The Himalayas are the loftiest range on earth, and among their crests rise the highest peaks in the world. Three of them should be remembered, for they are so well known: Mount Everest, which, with its 29,000 feet, is the very highest summit in the world; Kinchinjunga (28,200 feet), and Dhwalagiri (26,800 feet). Mount Godwin-Austen in the Karakorum is only about 650 feet lower than Mount Everest.

The Himalayas present a grand spectacle when seen from the south. No other mountain region in the world can vie with it in awe-inspiring beauty. If we travel by rail from Calcutta up to Sikkim we see the snow-clad crest of the Himalayas in front and above us, and Kinchinjunga like a dazzling white pinnacle surmounting the whole. We see the sharply defined snow limit, and the steep, wooded slopes below. If it is early in the morning and the weather is fine, the jagged, snowy crest shines brightly in the sun, while the flanks and valleys are still hidden in dense shadow. And during the journey to the great heights we shall notice that the flora changes much in the same way as it does from South Italy to the North Cape. The last forms of vegetation to contend against the cold are mosses and lichens. Then we come to the snow limit, where the mountains and rocks are bare.
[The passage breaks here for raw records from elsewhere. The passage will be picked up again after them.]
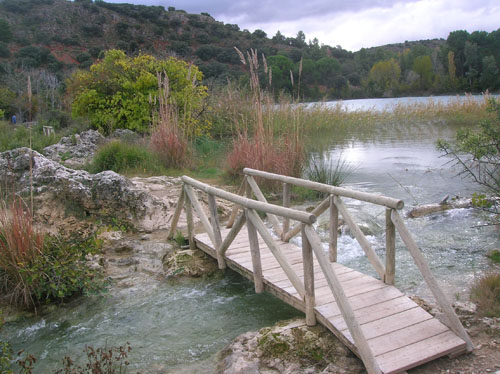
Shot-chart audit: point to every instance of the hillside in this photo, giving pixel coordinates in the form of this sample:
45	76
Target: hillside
59	36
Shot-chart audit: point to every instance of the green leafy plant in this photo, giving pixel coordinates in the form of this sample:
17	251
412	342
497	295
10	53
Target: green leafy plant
477	151
125	158
36	268
323	169
119	91
99	361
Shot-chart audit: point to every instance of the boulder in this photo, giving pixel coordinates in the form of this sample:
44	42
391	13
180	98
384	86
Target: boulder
75	150
64	195
290	347
189	263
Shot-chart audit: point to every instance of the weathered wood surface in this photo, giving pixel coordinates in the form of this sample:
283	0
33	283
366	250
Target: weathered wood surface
399	333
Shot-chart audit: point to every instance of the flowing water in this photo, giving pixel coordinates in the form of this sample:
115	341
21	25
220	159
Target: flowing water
179	327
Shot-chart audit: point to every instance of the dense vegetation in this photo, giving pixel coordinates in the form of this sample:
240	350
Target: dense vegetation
50	38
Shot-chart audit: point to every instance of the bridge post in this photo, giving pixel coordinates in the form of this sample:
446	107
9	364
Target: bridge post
255	252
214	220
390	248
189	219
308	278
286	204
334	227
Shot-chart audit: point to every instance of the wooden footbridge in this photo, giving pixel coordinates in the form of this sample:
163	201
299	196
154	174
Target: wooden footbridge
387	330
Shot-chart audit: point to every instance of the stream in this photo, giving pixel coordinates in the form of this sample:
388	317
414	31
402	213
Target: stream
178	327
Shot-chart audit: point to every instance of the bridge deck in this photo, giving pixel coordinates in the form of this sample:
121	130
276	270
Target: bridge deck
401	334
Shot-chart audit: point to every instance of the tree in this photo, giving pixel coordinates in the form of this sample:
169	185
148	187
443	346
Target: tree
489	76
452	70
423	67
281	67
328	68
278	38
385	75
5	32
456	41
121	91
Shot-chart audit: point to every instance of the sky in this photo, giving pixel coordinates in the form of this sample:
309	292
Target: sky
352	24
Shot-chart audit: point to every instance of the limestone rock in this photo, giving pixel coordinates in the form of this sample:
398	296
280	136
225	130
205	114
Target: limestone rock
62	193
189	263
75	150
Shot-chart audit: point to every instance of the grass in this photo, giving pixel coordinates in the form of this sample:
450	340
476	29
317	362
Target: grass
485	292
260	141
36	268
494	256
125	158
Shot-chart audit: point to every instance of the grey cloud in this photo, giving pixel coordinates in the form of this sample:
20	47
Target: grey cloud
263	11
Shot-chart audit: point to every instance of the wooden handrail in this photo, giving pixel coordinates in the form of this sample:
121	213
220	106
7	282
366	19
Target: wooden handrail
251	204
340	191
357	334
451	320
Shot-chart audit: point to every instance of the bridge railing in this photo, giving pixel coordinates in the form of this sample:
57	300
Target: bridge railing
394	223
311	242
North and Central Tibet have a mean elevation of 16,000 feet; that is to say, one is almost always at a greater height than the summit of Mont Blanc. Where the plateau country is so exceedingly high the mountain ranges seem quite insignificant. We have spoken of five great ranges, but between these He many smaller, all running east and west.
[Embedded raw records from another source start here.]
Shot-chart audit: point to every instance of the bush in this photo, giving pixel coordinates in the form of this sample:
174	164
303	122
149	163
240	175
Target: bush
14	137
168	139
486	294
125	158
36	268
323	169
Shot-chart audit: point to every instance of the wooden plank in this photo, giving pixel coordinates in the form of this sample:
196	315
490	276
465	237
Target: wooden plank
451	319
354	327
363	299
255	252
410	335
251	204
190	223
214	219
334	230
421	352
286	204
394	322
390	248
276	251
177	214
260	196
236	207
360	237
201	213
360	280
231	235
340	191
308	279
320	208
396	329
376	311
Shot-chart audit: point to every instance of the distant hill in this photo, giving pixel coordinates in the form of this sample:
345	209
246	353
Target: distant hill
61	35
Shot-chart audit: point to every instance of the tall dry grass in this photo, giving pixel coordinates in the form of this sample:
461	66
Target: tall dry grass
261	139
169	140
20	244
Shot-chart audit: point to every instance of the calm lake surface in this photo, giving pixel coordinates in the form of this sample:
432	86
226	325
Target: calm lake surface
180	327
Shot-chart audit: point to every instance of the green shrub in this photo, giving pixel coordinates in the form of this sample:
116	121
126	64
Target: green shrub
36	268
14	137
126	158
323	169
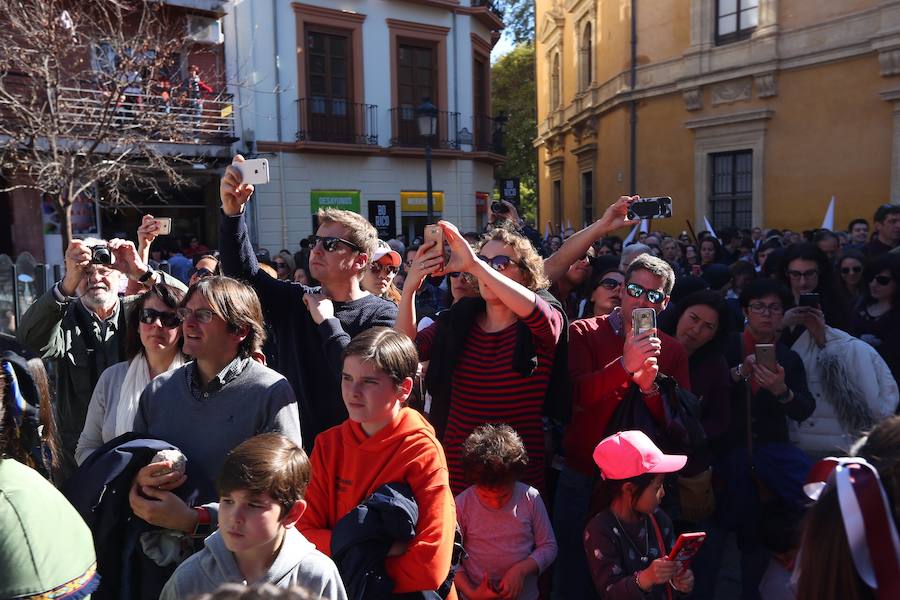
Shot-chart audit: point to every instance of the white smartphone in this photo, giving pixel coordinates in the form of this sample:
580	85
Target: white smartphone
254	171
165	225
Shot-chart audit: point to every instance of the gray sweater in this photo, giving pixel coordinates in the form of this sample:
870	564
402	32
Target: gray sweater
206	425
100	423
298	563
What a fortunate thing it is for the people of Asia that the interior of the continent rises into the tremendous boss called Tibet! Against its heights the water vapour of the monsoon is cooled and condensed, so that it falls in the form of rain and feeds the great rivers. Were the country flat like northern India or Eastern Turkestan, immense tracts of the interior of Asia would be complete desert, as in the interior of Arabia; but as it is, the water is collected in the mountains and runs off in all directions. Along the rivers the population is densest; around them spring up cities and states, and from them canals branch off to water fields and gardens.

You know, of course, that Asia is the largest division of land in the world, and that Europe is little more than a peninsula jutting out westwards from the trunk of Asia. Indeed, Asia is not much smaller than Europe, Africa, and Australia put together. Of the 1550 millions of men who inhabit the world, 830 millions, or more than half, live in Asia. If, now, you take out your atlas and compare southern Europe and southern Asia, you will find some very curious similarities. From both these continents three large peninsulas point southwards. The Iberian Peninsula, consisting of Spain and Portugal, corresponds to the Arabian Peninsula, both being quadrangular and massive. Italy corresponds to the Indian Peninsula, both having large islands near their extremities, Sicily and Ceylon. The Balkan Peninsula corresponds to Further India (the Malay Peninsula), both having irregular, deeply indented coasts with a world of islands to the south-east, the Archipelago and the Sunda Islands.